Initially, 24 patients were selected to participate in the present study, yet, during
follow-up, only 15 were able to complete a subsequent audiological assessment. As
most of these patients reside in the rural area, transportation options to the reference
hospital located in the state capital (over 350 km away)are severely limited and often
unavailable.
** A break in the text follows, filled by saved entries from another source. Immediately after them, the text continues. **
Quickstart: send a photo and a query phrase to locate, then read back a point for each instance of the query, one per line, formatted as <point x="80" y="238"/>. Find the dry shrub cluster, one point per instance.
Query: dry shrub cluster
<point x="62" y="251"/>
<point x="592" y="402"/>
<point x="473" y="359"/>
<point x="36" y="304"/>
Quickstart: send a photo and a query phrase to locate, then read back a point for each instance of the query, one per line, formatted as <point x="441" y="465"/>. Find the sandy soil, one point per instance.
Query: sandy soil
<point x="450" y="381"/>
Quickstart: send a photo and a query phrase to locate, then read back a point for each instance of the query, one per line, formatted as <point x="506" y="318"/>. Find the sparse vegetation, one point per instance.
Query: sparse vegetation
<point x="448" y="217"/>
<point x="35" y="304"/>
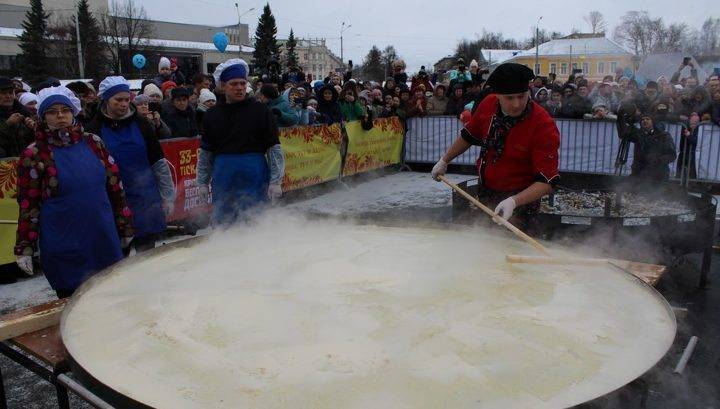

Most of the patients who did not receive a follow-up evaluation had MPS
type II, which may be associated with neurological impairment, thus presenting further
difficulties with respect to transportation and caregiver assistance.
Conclusion
Patients with MPS present significant hearing impairment, with a prevalence approaching
100%.
A low frequency of OME was seen in the evaluated patients, although an elevated incidence
of conductive HL was found.
Although the impact of ERT on auditory symptoms remains unclear in MPS patients, otolaryngologists
certainly play a crucial role in the multidisciplinary monitoring of these patients.
Regular screening can provide early-stage auditory rehabilitation in these patients,
thereby preventing HL from becoming an obstacle to their social integration.